Interrogé sur les difficultés de travailler avec ce type de public, Pierre estime qu’il est nécessaire « De trouver un bon équilibre entre le travail qu’on mène en détention, ce pourquoi on se rend dans ce lieu là et d’arriver à être concentré là-dessus, sans oublier la particularité du lieu dans lequel on évolue. On n’est pas dans un collège, dans un lycée ou dans un atelier à l’extérieur. Il faut arriver à sentir jusqu’où on peut aller. Une personne avec laquelle on a très bien travaillé le lundi, peut arriver le lendemain assez mal, parce qu’un parloir s’est mal passé par exemple. Il faut parvenir à la concentrer à nouveau sur le travail, tout en prenant en compte ces difficultés-là. »

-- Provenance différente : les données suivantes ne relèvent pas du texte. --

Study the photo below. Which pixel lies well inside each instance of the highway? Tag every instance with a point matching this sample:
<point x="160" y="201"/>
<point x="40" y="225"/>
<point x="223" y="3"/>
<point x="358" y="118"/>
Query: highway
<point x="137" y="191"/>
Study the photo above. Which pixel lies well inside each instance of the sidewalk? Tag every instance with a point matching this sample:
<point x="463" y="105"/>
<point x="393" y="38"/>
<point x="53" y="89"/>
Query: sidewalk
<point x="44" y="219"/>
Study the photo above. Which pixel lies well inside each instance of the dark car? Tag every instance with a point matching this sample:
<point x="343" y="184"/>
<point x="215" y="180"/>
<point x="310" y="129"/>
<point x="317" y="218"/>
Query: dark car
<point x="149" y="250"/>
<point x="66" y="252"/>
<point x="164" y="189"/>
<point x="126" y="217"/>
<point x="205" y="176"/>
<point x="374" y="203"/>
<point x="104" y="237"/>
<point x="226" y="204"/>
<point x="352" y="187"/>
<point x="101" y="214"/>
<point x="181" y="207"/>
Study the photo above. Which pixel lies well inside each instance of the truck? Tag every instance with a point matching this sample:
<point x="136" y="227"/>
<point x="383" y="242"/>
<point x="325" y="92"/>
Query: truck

Mais les bienfaits pour les stagiaires en prison sont nombreux. « Les détenus me disent souvent, lorsqu’ils suivent la formation que cela leur permet de se lever le matin avec un but. C’est comme aller au travail » explique Pierre « La prison c’est du temps pour les détenus, et ce temps il est toujours plus intéressant d’en faire quelque chose. C’est bien de donner la possibilité aux gens de d’aller vers autre chose, et par le biais d’une activité créatrice de pouvoir peut-être se ré-envisager » .

Côté débouché pour les détenus, Pierre ne leur fait rien miroiter. « Même si quelques-uns voudraient bien continuer à l’extérieur, je leur rappelle qu’il faut toujours être conscient de la difficulté d’évoluer dans ce métier- là. » Cependant, certains détenus, après cette formation, ont pu travailler dans l’audiovisuel, notamment pour une compagnie de théâtre. Un ancien détenu a même rejoint l’association.